Ishida’s Orbicote system, reducing the spillage and waste typically associated with marination, was named Innovative Processing System of the Year at the 2017 Processing & Packaging Machinery Association Awards. And its Sentinel machine performance monitoring tool “is a big trend for us at the moment,” says Nielsen.
“Ishida can monitor lines from a distance, and we can intervene if there are any set-up problems or reasons for stoppage.
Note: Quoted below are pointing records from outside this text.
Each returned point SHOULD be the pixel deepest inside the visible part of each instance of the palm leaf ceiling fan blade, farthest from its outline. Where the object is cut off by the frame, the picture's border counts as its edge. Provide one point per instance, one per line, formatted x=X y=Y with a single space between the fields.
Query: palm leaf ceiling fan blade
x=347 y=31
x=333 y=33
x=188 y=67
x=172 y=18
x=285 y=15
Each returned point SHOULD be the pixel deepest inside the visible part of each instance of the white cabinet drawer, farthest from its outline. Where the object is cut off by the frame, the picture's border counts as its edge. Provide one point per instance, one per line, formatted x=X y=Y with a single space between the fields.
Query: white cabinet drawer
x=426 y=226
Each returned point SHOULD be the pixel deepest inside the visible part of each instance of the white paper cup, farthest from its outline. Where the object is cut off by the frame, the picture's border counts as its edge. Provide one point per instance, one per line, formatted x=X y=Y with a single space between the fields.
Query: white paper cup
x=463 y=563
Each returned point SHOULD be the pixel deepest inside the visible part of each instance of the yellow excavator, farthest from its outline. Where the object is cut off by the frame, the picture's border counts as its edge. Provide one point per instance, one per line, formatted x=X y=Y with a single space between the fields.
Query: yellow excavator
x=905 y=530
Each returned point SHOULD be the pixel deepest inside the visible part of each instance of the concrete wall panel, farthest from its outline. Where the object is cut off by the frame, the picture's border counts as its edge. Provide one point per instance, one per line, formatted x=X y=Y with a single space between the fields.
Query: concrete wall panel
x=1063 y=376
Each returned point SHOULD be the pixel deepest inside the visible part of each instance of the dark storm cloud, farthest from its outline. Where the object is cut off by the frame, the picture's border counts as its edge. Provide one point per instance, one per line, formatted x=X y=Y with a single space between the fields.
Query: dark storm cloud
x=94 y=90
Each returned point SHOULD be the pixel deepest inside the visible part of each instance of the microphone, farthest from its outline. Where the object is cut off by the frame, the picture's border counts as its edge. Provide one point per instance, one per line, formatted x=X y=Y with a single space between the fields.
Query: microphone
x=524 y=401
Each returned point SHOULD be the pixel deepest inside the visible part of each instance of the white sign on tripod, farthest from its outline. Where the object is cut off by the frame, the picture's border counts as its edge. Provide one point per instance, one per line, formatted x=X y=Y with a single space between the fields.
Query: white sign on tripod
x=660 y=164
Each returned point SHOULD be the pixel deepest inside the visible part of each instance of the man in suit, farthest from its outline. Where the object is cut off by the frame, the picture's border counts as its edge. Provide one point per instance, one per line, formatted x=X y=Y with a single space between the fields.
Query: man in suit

We have more than 230 lines where we are doing online modifications in order to make the machines perform better.”
According to Nielsen, processors can gain as much as 40% in overall efficiency from installing a complete Ishida line. “Buying stuff from different suppliers and just putting it together is not a production line,” he says. “A line has to think and react in harmony.”
Hygiene (back to top)
Also integral to both kit design and the overall processing line is, of course, hygiene.
For John Holah, technical director of Holchem, which supplies cleaning and disinfection agents to the food industry in the UK and Ireland, speeding up the cleaning process to reduce downtime could in some cases create a food safety issue.
“If cleaning is to remove the debris from the previous run to avoid a transfer of the previous product to the subsequent product for quality reasons, then this cleaning can be optimised for time,” he says.
“If, however, the interim clean is to remove an allergen or to control microorganisms, speeding this up will be counter-productive and may increase food safety risks.”
A further issue identified by Holah is the use of highly accurate testing, post-horsegate, to detect contamination of meat products by other proteins from previous production runs.
While the Food Standards Agency has laid down a guideline permitting trace presence of other proteins up to 1%, Holah says many processors are now using testing capable of detecting several DNA strands, which is creating a ‘speciation’ issue.
“There is a challenge at the moment along the lines of, are our analytical techniques getting so good that we can detect something there’s no way on earth we can actually clean away?” he says.